Virginius Evans Clark (February 27, 1886 - January 30, 1948) was an officer in the United States Army, a military aviation pioneer, and a World War I engineer. Clark designed the 1922 Clark Y airfoil used by many early aircraft.

==Biography==

Clark Y airfoil

He was born on February 27, 1886, to Harry Scott Clark in Uniontown, Pennsylvania. Clark graduated the United States Naval Academy in 1907. He participated in the 1908-1909 round-the-world battleship voyage with the Great White Fleet. Later he was part of the Coast Artillery until 1912. In 1913 Clark joined the Aeronautical Division, U.S. Signal Corps. In 1914, Clark attended Massachusetts Institute of Technology for an aviation engineering course.

In 1917, Clark became a NACA member, and a member on the Joint Army and Navy Board on Rigid Airships. In 1917 Clark became the Commanding officer of McCook Field founding the current Aeronautical Systems Center.
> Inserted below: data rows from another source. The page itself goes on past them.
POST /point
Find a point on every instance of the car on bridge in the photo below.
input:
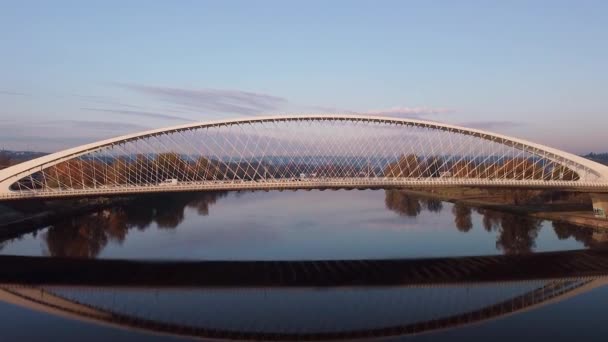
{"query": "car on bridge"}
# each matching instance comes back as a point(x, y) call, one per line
point(168, 182)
While at McCook, Clark and Verville designed the VCP-1, and Engineering Division TP-1 aircraft. Clark was sent to Europe in June 1917 representing the Army on the"Bolling Mission", an aeronautical commission on aviation for the acquisition of airplanes to fight World War I. In 1922 Clark was also the Vice President of the Society of Automotive Engineers. In 1920 he became the chief engineer of the Dayton-Wright Company. In 1923, he became the vice president of Consolidated. Clark later worked for the Duramold division of Fairchild Aircraft in 1938. Clark designed the Fairchild 100, Fairchild 150, and the 46 Duramold (later the Fairchild 46-A). He became a consultant at Hughes Aircraft Company. Clark's Duramold process would later be used on the Spruce Goose.

He died in Santa Monica on January 30, 1948.